Critchley v. Vance

WILKINS, Justice

(dissenting).

I dissent.

All statutory references are to Utah Code Ann., 1953, as amended, unless otherwise stated.

Chapter 41, Title 31, passed by the Utah Legislature in 1973, is known as the “Utah Automobile No-Fault Insurance Act.” It provides on a no-fault basis for payment through insurance or other security of certain benefits to all persons suffering personal injury arising out of automobile accidents “preserving, however, the right of an injured person to pursue the customary tort claims where the most serious types of injury occur.” Sec. 31 — 41-2.

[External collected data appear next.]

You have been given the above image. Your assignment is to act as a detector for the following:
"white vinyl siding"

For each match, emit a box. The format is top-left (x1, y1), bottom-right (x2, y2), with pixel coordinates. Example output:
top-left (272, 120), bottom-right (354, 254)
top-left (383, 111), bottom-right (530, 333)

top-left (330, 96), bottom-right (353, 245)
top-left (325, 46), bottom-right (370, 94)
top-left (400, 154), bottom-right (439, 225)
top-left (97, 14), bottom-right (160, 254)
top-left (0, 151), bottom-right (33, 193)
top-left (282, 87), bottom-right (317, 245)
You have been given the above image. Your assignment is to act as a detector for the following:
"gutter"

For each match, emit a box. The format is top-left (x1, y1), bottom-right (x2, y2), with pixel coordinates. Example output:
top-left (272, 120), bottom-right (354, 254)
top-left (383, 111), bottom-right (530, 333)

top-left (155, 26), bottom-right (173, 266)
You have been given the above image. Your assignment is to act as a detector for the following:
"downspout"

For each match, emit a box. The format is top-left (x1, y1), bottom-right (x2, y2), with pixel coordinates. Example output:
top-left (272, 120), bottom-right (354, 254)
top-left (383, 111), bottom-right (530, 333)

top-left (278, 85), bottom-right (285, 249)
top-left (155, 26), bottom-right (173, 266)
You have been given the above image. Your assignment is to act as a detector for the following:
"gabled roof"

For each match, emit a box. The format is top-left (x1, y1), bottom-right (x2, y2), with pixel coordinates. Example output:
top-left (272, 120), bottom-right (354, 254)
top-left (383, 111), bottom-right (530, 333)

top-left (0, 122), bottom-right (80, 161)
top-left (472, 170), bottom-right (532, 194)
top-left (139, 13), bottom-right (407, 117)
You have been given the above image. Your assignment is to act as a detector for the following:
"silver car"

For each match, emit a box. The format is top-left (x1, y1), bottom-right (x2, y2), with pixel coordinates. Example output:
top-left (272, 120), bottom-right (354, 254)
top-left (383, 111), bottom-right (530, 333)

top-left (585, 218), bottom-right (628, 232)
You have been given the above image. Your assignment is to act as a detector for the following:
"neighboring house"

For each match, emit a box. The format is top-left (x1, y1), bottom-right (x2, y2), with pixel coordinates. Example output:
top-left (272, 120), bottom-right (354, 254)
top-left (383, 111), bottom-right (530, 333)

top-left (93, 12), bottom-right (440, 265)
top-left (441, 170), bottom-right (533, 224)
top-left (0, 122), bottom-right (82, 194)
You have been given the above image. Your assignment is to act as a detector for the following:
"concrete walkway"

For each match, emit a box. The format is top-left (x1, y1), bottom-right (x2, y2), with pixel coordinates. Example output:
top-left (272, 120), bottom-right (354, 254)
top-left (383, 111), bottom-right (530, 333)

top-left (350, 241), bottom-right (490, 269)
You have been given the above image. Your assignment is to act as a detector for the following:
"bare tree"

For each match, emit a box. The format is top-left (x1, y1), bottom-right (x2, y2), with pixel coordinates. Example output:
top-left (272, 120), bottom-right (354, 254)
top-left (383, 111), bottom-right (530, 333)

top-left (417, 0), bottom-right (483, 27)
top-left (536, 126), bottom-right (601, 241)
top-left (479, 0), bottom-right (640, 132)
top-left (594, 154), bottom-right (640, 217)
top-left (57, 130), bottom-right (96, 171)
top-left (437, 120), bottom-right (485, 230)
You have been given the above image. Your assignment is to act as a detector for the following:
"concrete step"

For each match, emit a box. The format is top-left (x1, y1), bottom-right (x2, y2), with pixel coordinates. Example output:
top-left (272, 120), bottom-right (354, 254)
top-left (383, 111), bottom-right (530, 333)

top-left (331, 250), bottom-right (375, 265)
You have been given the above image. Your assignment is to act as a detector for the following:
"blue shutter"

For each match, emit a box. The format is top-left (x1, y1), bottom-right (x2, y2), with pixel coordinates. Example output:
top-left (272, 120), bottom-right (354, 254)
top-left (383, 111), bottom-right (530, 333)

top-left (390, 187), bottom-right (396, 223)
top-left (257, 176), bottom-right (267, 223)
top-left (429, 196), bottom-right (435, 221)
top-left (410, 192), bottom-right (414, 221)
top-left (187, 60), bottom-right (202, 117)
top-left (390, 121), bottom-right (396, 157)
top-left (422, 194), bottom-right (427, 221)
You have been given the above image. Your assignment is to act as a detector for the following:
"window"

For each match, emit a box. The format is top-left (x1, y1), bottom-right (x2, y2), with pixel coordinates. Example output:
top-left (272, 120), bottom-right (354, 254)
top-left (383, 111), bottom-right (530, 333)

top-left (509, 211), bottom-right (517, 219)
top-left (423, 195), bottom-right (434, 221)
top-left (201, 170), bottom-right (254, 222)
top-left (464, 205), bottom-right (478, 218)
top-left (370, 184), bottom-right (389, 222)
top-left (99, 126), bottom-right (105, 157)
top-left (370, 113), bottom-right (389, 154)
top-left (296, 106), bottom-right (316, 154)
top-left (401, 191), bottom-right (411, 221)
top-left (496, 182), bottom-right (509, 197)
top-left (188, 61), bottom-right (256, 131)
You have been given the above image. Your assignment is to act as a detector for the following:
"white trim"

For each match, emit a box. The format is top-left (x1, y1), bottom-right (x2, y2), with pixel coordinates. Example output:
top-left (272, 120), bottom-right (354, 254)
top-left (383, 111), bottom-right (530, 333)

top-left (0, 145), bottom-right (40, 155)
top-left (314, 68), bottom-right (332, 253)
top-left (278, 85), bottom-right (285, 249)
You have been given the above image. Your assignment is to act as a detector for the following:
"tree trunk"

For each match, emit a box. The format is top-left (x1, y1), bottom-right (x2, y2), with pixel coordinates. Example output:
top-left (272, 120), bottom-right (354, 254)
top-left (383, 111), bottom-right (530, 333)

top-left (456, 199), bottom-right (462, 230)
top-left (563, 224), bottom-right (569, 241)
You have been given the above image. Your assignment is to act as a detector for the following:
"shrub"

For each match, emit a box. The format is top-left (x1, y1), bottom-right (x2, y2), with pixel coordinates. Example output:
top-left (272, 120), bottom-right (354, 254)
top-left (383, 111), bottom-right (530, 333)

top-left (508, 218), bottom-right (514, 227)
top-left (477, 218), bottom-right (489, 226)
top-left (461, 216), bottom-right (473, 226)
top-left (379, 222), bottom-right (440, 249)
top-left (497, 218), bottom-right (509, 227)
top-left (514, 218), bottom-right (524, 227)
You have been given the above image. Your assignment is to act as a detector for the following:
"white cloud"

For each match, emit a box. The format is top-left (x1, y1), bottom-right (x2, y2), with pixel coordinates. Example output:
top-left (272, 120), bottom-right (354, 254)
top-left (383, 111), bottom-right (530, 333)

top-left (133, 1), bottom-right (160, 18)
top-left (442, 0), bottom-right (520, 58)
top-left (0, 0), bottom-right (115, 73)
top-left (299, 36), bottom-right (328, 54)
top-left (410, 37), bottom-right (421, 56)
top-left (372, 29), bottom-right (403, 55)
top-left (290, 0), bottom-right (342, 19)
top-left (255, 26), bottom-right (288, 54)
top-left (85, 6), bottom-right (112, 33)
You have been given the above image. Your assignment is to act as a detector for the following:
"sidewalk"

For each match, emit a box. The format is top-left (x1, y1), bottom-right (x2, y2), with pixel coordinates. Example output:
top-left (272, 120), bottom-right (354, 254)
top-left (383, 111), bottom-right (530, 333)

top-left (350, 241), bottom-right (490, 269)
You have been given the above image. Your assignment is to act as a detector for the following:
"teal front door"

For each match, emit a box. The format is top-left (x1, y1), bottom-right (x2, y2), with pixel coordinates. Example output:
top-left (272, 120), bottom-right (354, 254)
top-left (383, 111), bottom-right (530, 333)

This latter statute makes no exception for guests. On the contrary, it includes them. Therefore, Utah’s Guest Statute, Sec. 41-9-1 is, I believe, impliedly repealed by the no-fault legislation.

But, even, arguendo, if implied repeal of the guest statute has not occurred by enactment of Chapter 41, Title 31, a residuum of constitutionally impermissible discrimination remains against those automobile guests who receive “the most serious types of injury.”1 I believe this unreasonable classification within a class, i. e. the class of guests, is repugnant to Art. I, Sec. 2, Constitution of Utah. Also, it appears to me that singular irony obtains when a legal system permits less injured guests to recover though there is no negligence while the seriously injured guest cannot recover when there is negligence.

. See Justice Batjer’s concurring opinion in Laakonen v. Eighth Judicial District Court, Nev., 538 P.2d 574, 579-80 (1975) and cases cited therein.